Lanzó una mirada indecisa en derredor, permaneció unos instantes en suspenso, como olfateando el aire y, finalmente, se apeó. Le dijo a su esposo: la rebelión tendrá que esperar.
Comenzó a caminar con la vista fija en las hojas descoloridas de los arbustos, abarquilladas por la melaza que excretaban las langostas, y al llegar a la orilla del río, se hincó junto a una hilera de saúcos que todavía estaban sin infectar. Encorvada como una penitente, avanzó de rodillas hasta dar con un pequeño claro. Miró hacia atrás y, tras comprobar que nadie le había seguido, comenzó a escarbar la tierra frenéticamente, arrancando raíces y abrojos, apartando piedras y flores hasta lograr hacer un agujero profundo. Entonces se puso en pie y, apoyándose contra un saúco, todavía resollante por el esfuerzo, se descalzó empujando el escarpín del pie derecho con la punta del pie izquierdo, y a la inversa.
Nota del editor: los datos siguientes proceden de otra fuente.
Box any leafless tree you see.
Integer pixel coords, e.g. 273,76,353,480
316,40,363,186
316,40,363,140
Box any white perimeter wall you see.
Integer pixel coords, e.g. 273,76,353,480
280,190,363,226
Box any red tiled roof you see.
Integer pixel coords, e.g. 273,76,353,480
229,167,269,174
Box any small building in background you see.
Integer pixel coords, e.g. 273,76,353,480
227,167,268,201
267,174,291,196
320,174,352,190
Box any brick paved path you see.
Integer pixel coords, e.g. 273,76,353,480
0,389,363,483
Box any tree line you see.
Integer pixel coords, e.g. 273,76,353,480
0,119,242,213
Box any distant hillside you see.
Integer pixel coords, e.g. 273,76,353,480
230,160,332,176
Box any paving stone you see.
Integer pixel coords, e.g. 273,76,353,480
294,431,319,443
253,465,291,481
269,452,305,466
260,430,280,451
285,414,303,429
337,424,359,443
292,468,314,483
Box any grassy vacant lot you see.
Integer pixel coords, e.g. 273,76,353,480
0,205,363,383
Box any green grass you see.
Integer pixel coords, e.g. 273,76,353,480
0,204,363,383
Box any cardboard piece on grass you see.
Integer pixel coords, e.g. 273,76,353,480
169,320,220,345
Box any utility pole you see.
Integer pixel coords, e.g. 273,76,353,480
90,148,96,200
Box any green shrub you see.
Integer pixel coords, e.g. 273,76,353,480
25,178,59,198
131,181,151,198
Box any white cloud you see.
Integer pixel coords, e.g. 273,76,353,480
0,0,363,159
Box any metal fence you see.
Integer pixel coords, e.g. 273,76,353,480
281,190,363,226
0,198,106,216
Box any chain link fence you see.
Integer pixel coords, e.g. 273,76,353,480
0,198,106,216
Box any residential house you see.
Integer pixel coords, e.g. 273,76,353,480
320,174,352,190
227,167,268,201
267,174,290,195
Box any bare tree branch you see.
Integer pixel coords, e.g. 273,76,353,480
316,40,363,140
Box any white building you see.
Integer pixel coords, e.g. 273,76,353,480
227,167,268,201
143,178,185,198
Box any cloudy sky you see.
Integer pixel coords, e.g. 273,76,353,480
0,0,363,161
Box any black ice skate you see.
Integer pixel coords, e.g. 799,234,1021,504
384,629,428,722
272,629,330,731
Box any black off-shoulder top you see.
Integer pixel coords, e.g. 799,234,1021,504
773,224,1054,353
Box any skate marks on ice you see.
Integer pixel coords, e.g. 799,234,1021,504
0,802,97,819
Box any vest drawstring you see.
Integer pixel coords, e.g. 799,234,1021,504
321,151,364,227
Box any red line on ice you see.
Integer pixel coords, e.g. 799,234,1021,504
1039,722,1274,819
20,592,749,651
Tomó uno y lo observó en la mano. Era una suerte de sandalia de suela alta y plataforma de corcho forrado, con escote en V y la punta ligeramente curva, primorosamente decorada con ramilletes de rosetas. Echó otro vistazo suspicaz al séquito, que permanecía inmóvil en la distancia, envuelto por la bruma, y a continuación, sin pensarlo dos veces, arrojó el escarpín al agujero, seguido del otro. Luego volvió a hincarse en el suelo y los cubrió con la tierra removida.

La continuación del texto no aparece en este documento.